Halloween zdobywa popularność w Polsce, przez co z roku na rok zwiększa się liczba dzieci, które odwiedzają domy i liczą na słodycze. W Oławie część z nich wzięła na poważnie hasło "cukierek albo psikus". W efekcie policja otrzymała kilka zgłoszeń o aktach wandalizmu.

Nie dostały cukierka, więc był psikus. Zgłoszenia po Halloween
Nie dostały cukierka, więc był psikus. Zgłoszenia po Halloween
Źródło zdjęć: © PAP | PAP/EPA/BIANCA DE MARCHI
Łukasz Kuczera

01.11.2021 20:28

Moda na Halloween stopniowo dociera do Polski, co widać po wystroju części domów, przed którymi pojawiają się upiorne dynie, szkielety i inne postaci. W wielu państwach, głównie anglojęzycznych, Halloween to też okazja dla dzieci, by dobrze się zabawić i zebrać słodycze od sąsiadów. "Cukierek albo psikus" - to hasło dobrze zna już spora część z naszych rodaków.

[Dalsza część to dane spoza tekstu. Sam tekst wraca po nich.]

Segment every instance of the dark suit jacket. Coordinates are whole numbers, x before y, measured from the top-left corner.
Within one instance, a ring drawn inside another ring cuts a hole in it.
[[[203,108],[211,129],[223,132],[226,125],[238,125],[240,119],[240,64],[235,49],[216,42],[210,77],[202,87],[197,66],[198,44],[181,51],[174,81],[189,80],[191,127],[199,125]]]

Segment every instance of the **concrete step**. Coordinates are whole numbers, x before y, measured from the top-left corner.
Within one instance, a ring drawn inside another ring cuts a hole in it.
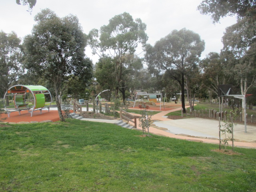
[[[119,124],[119,126],[121,126],[121,127],[123,127],[125,125],[126,125],[126,123],[125,122],[123,122],[122,123],[120,123],[120,124]]]
[[[122,120],[116,121],[116,122],[114,123],[114,124],[115,125],[119,125],[120,124],[121,124],[122,122],[123,122],[123,121],[122,121]]]
[[[128,128],[130,126],[130,124],[126,124],[126,125],[124,125],[124,126],[122,126],[122,127],[124,127],[124,128]]]
[[[79,115],[78,115],[77,114],[76,114],[74,116],[73,116],[72,118],[74,119],[76,119],[79,116]]]

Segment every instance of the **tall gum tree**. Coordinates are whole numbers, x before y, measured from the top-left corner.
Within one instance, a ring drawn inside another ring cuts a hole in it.
[[[60,18],[46,9],[36,16],[35,21],[32,34],[24,39],[26,67],[50,80],[60,120],[64,121],[59,98],[63,83],[76,77],[85,84],[92,77],[92,62],[84,54],[86,36],[77,17],[72,15]]]
[[[124,12],[110,19],[107,25],[102,26],[100,35],[98,30],[95,29],[89,32],[89,44],[92,53],[100,57],[110,57],[114,62],[116,95],[119,87],[123,87],[122,82],[126,69],[123,57],[133,54],[138,45],[142,47],[146,45],[148,40],[146,29],[146,24],[140,19],[134,20],[130,14]]]
[[[204,59],[200,61],[200,65],[203,71],[203,80],[204,86],[209,92],[218,95],[219,85],[226,84],[230,79],[230,74],[226,72],[226,65],[218,53],[211,52]],[[209,94],[209,96],[210,94]],[[219,97],[220,101],[220,97]],[[223,97],[221,98],[223,104]],[[211,101],[211,103],[212,101]],[[219,102],[219,110],[222,111],[220,102]]]
[[[21,41],[14,32],[0,32],[0,97],[24,73]]]
[[[221,18],[234,15],[252,20],[256,18],[255,0],[204,0],[197,8],[201,14],[211,15],[214,23]]]
[[[246,95],[250,88],[256,84],[256,25],[250,24],[246,18],[239,20],[226,28],[222,37],[222,54],[228,65],[229,73],[239,82],[242,95]],[[244,102],[243,99],[243,109]]]
[[[158,68],[176,80],[181,90],[182,106],[185,109],[184,76],[190,65],[197,63],[204,49],[204,41],[199,35],[183,28],[174,30],[157,41],[147,46],[145,58],[150,70]]]

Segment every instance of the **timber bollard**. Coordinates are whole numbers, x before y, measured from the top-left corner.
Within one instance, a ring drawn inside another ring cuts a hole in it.
[[[95,113],[95,102],[93,102],[92,103],[92,108],[93,110],[93,112]]]

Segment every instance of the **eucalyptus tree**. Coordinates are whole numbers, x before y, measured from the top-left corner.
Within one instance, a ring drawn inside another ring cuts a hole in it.
[[[148,44],[146,47],[145,58],[149,68],[159,68],[166,72],[180,86],[184,112],[184,76],[190,66],[198,63],[204,49],[204,42],[199,35],[186,28],[174,30],[154,46]]]
[[[124,57],[132,54],[138,45],[144,46],[148,39],[145,31],[146,25],[139,18],[135,20],[128,13],[124,12],[114,16],[107,25],[98,30],[91,30],[89,33],[89,44],[93,54],[100,57],[110,57],[114,63],[114,74],[116,94],[120,87],[123,87],[124,66]]]
[[[218,95],[218,87],[219,85],[226,84],[230,79],[230,74],[227,70],[226,62],[221,58],[220,54],[211,52],[200,62],[200,67],[203,71],[202,78],[204,86],[208,89],[209,93],[213,92]],[[209,94],[209,96],[210,96]],[[219,110],[222,110],[220,98],[219,97]],[[223,98],[222,98],[223,103]]]
[[[256,84],[256,30],[255,25],[251,23],[246,18],[239,20],[226,28],[222,37],[222,54],[229,72],[239,82],[242,95]]]
[[[203,87],[203,76],[201,69],[196,63],[190,65],[187,70],[189,72],[186,73],[185,76],[185,84],[190,109],[194,110],[196,94]]]
[[[81,83],[92,77],[92,62],[84,54],[86,36],[76,16],[62,18],[49,10],[35,17],[36,23],[24,44],[26,67],[51,81],[60,120],[64,121],[59,96],[64,82],[77,77]]]
[[[226,16],[256,18],[255,0],[204,0],[198,9],[202,14],[211,15],[214,22]]]
[[[109,89],[111,92],[116,86],[114,72],[114,61],[110,57],[100,58],[95,64],[94,76],[103,90]]]
[[[14,32],[0,32],[0,97],[24,73],[21,41]]]

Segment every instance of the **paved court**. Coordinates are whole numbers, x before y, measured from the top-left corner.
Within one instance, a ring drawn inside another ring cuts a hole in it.
[[[168,130],[166,131],[175,134],[219,137],[219,122],[214,120],[193,118],[156,122],[154,124],[158,127],[167,128]],[[241,141],[256,141],[256,127],[247,125],[247,133],[244,132],[244,125],[237,124],[234,127],[234,138]],[[224,136],[221,135],[222,138]]]

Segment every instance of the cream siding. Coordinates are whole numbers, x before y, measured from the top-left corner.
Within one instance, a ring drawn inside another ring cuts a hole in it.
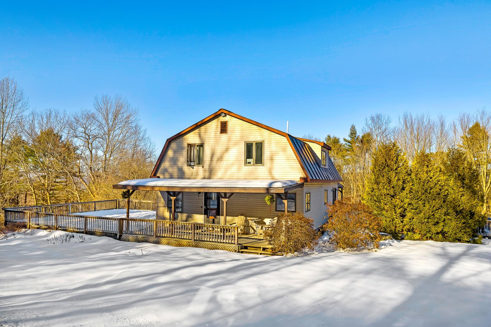
[[[297,193],[297,210],[303,210],[303,198],[301,189],[291,191],[290,193]],[[273,218],[283,211],[275,211],[275,205],[270,206],[266,204],[264,198],[267,195],[263,193],[235,193],[227,201],[227,224],[229,225],[235,223],[237,217],[244,215],[248,218]],[[176,219],[181,221],[195,222],[203,223],[204,215],[203,206],[204,204],[204,196],[202,193],[199,196],[197,192],[185,192],[183,194],[182,213],[176,213]],[[220,221],[216,221],[218,224],[223,223],[223,202],[220,203]],[[157,192],[157,218],[158,219],[168,220],[170,218],[170,213],[167,208],[167,193],[164,191]]]
[[[310,211],[305,212],[305,217],[314,220],[314,227],[316,229],[324,225],[327,221],[326,207],[324,204],[324,190],[327,190],[328,203],[332,203],[332,188],[337,187],[337,183],[305,183],[303,184],[303,212],[305,212],[305,193],[310,192]]]
[[[220,122],[228,132],[220,134]],[[264,165],[245,165],[245,142],[264,141]],[[203,144],[203,166],[187,166],[187,145]],[[162,178],[295,179],[305,177],[286,138],[235,117],[219,117],[173,141],[157,170]]]

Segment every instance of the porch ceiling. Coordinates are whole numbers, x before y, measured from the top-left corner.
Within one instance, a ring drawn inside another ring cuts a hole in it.
[[[293,180],[184,179],[150,178],[125,180],[112,185],[112,188],[178,192],[282,193],[303,186],[303,183]]]

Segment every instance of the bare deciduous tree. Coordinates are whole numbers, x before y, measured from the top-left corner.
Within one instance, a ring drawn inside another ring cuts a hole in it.
[[[393,128],[391,126],[392,118],[388,115],[376,113],[365,119],[363,131],[372,136],[372,145],[375,149],[381,143],[388,142],[392,138]]]
[[[409,162],[420,151],[430,152],[434,145],[433,122],[429,115],[406,111],[400,116],[394,138],[406,153]]]
[[[1,206],[5,205],[9,199],[17,195],[13,194],[16,193],[17,185],[12,180],[16,178],[17,173],[8,169],[7,166],[12,154],[12,140],[18,134],[20,123],[28,108],[27,98],[17,82],[8,77],[0,80],[0,205]],[[15,164],[12,166],[15,167]]]
[[[483,211],[487,213],[491,191],[491,114],[484,109],[474,115],[461,114],[458,126],[462,135],[460,146],[479,172],[484,197]]]

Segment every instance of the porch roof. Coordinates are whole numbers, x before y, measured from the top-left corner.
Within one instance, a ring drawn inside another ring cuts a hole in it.
[[[303,186],[303,183],[289,179],[186,179],[152,177],[125,180],[112,185],[112,188],[146,191],[282,193]]]

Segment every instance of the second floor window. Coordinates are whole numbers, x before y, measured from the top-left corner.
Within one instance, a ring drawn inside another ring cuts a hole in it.
[[[203,166],[203,144],[188,145],[188,166]]]
[[[172,199],[170,198],[170,196],[168,194],[167,195],[167,210],[170,212],[172,211]],[[177,213],[182,213],[183,212],[183,194],[181,193],[179,196],[174,200],[174,210]]]
[[[263,164],[264,142],[246,142],[246,165],[262,165]]]
[[[305,212],[310,211],[310,192],[305,193]]]

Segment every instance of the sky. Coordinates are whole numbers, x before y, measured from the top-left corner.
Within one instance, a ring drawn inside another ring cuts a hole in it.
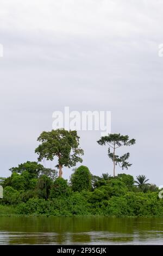
[[[133,165],[116,174],[163,185],[162,22],[159,0],[0,0],[0,176],[37,161],[37,138],[68,106],[111,111],[111,132],[136,141],[117,152]],[[100,131],[78,134],[82,164],[112,175]]]

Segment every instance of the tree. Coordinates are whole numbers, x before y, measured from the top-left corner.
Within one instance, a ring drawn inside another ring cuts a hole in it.
[[[109,174],[109,173],[102,173],[102,178],[104,179],[105,180],[109,180],[109,178],[110,178],[110,175]]]
[[[9,169],[12,173],[17,173],[22,174],[24,172],[28,172],[30,174],[30,178],[36,178],[38,177],[40,172],[43,169],[42,164],[36,162],[30,162],[28,161],[26,163],[18,164],[18,167],[12,167]]]
[[[36,186],[36,192],[39,197],[46,200],[48,199],[52,183],[52,180],[45,174],[39,178]]]
[[[148,185],[149,184],[147,183],[149,179],[147,179],[146,176],[144,175],[139,175],[136,176],[136,180],[135,181],[135,183],[137,184],[138,187],[140,188],[142,188],[144,185]]]
[[[51,198],[58,197],[66,197],[70,193],[70,188],[67,184],[67,180],[62,178],[58,177],[52,186],[50,192]]]
[[[81,166],[75,169],[71,176],[71,185],[73,191],[91,190],[91,174],[86,166]]]
[[[82,162],[79,156],[84,153],[79,147],[79,138],[76,131],[57,129],[42,132],[37,139],[41,144],[35,149],[39,161],[44,158],[53,161],[55,157],[58,157],[56,167],[59,168],[59,176],[61,177],[63,166],[70,168],[78,162]]]
[[[58,172],[57,170],[54,170],[50,168],[43,168],[42,170],[41,170],[39,176],[42,175],[46,175],[53,180],[55,180],[58,176],[57,173]]]
[[[130,146],[135,143],[135,139],[129,139],[128,135],[123,136],[120,133],[110,134],[107,136],[103,136],[97,141],[99,145],[109,145],[108,156],[113,162],[113,175],[115,176],[115,166],[118,163],[120,167],[123,169],[128,169],[131,166],[127,160],[129,157],[130,154],[126,153],[121,156],[116,155],[116,150],[122,146]],[[111,152],[112,149],[112,152]]]

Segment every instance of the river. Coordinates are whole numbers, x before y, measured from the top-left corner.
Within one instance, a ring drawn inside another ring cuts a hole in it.
[[[1,245],[163,245],[163,218],[0,217]]]

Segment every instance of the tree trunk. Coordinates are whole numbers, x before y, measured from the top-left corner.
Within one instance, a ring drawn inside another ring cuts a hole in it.
[[[62,167],[61,164],[59,164],[59,176],[62,178]]]
[[[113,176],[115,177],[115,143],[114,144],[114,151],[113,151]]]

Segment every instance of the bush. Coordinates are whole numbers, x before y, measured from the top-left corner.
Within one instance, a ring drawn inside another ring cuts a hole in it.
[[[12,187],[5,187],[3,190],[2,202],[7,204],[18,204],[21,202],[21,192],[14,190]]]
[[[66,197],[70,194],[70,188],[67,184],[67,180],[58,177],[52,185],[50,191],[50,198],[58,197]]]
[[[73,191],[91,190],[92,175],[86,166],[81,166],[76,169],[71,177],[71,185]]]

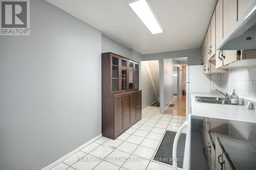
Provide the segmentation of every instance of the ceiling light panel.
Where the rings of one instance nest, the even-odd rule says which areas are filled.
[[[163,32],[152,8],[146,0],[138,0],[128,5],[146,26],[152,34]]]

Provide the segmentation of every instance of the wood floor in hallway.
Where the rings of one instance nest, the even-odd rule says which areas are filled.
[[[173,107],[168,107],[164,111],[165,114],[172,114],[177,115],[186,115],[186,96],[182,95],[180,99],[175,100],[172,104]]]

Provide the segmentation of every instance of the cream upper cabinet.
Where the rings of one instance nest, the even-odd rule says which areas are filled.
[[[210,54],[212,52],[211,51],[210,48],[211,48],[211,41],[210,41],[210,24],[209,26],[209,28],[208,28],[208,31],[207,31],[207,49],[208,49],[208,52],[207,52],[207,60],[209,60],[210,58]]]
[[[216,53],[216,22],[215,22],[215,11],[214,11],[212,15],[212,18],[210,21],[210,51],[211,51],[210,57],[212,57]]]
[[[223,0],[224,37],[226,37],[229,33],[237,23],[237,0]]]
[[[237,22],[237,0],[223,1],[223,37],[226,37]],[[238,60],[237,51],[224,51],[222,55],[223,65]]]
[[[223,38],[223,0],[219,0],[215,11],[216,15],[216,46],[218,46]],[[222,53],[223,53],[222,51],[216,51],[216,68],[220,68],[223,65]]]
[[[238,0],[238,20],[244,18],[247,10],[255,0]]]
[[[240,59],[236,50],[225,50],[223,56],[223,65],[226,65]]]

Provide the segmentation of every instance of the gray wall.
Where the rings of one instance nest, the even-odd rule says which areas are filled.
[[[190,49],[172,52],[142,55],[143,61],[156,60],[178,57],[187,57],[187,64],[201,65],[200,48]],[[182,63],[177,64],[183,64]]]
[[[31,35],[0,37],[0,169],[41,169],[101,133],[100,32],[30,3]]]
[[[158,60],[144,61],[147,62],[156,89],[157,99],[159,99],[159,62]]]
[[[142,108],[143,108],[157,101],[157,99],[154,91],[152,82],[150,79],[145,63],[144,62],[141,62],[140,72],[142,82],[140,86],[142,90]]]
[[[178,74],[178,67],[176,66],[173,66],[173,74]],[[174,81],[174,85],[173,86],[174,94],[177,94],[177,88],[178,88],[178,76],[173,76],[173,80]]]
[[[132,50],[122,45],[103,35],[101,35],[101,52],[102,53],[112,52],[120,56],[131,58]],[[140,59],[140,61],[141,60]]]

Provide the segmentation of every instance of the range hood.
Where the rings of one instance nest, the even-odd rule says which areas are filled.
[[[217,46],[218,50],[256,48],[256,1]]]

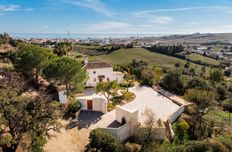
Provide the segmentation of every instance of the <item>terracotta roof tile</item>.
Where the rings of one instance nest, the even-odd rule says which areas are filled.
[[[85,69],[98,69],[98,68],[110,68],[112,65],[105,62],[88,62],[84,68]]]

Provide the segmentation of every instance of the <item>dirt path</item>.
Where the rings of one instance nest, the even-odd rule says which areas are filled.
[[[44,147],[45,152],[82,152],[89,142],[88,129],[61,130],[61,133],[54,133],[56,137],[52,137]]]

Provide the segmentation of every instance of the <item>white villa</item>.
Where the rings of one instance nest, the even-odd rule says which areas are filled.
[[[112,65],[105,62],[88,62],[85,61],[84,68],[88,72],[87,87],[96,87],[99,82],[117,81],[120,83],[123,80],[122,72],[113,71]]]

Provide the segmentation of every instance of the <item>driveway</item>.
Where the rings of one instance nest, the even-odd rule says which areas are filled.
[[[133,102],[124,105],[124,108],[139,111],[139,122],[144,122],[143,112],[146,108],[151,109],[157,118],[166,121],[168,117],[177,111],[180,106],[175,104],[172,100],[159,94],[149,87],[133,87],[129,89],[136,95]]]
[[[159,94],[152,88],[136,86],[130,88],[129,91],[133,92],[136,95],[136,98],[132,102],[125,104],[122,107],[130,110],[138,109],[139,122],[141,123],[144,122],[143,112],[146,108],[151,109],[157,115],[157,118],[160,118],[163,121],[166,121],[168,116],[180,108],[180,106],[173,103],[172,100]],[[101,120],[91,125],[89,129],[105,128],[109,126],[114,120],[115,110],[103,115]]]

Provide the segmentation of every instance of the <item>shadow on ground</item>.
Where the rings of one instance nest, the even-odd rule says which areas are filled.
[[[81,111],[77,118],[78,129],[89,128],[91,125],[101,120],[103,113],[94,111]]]

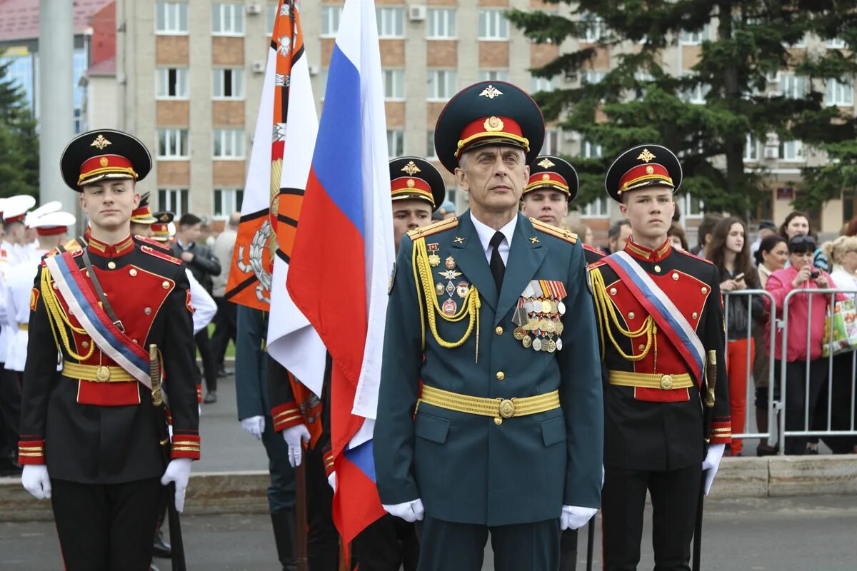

Nie dostały cukierka, więc był psikus. Zgłoszenia po Halloween

Jednak nie wszyscy potrafią podejść do Halloween z dystansem, czego dowodem są wydarzenia z dolnośląskiej Oławy. Tam, jak informuje serwis olawa24.pl, policja otrzymała w ostatnich godzinach kilka zgłoszeń dotyczących aktów wandalizmu.

Jak się okazało, część dzieci po tym, jak nie otrzymała cukierka, postanowiła sprawić mieszkańcom Oławy psikusa. Jakich aktów wandalizmu dopuściły się dzieci? Do policji dotarły m.in. zgłoszenia o obrzuceniu drzwi jednego z domów jajkami, w jednym z przypadków miało dojść do zabrudzenia elewacji.

Ponadto w kilku miejscach w Oławie mieszkańcy poskarżyli się na posmarowane pastą do zębów klamki w drzwiach i furtkach. Policja dostała też zgłoszenia o owinięciu drzwi wyjściowych i ogrodzeń rolkami papieru toaletowego.

Wydarzenia z Dolnego Śląska są najlepszym dowodem na to, że kultura związana z Halloween nie zdobyła jeszcze uznania sporej części społeczeństwa w Polsce.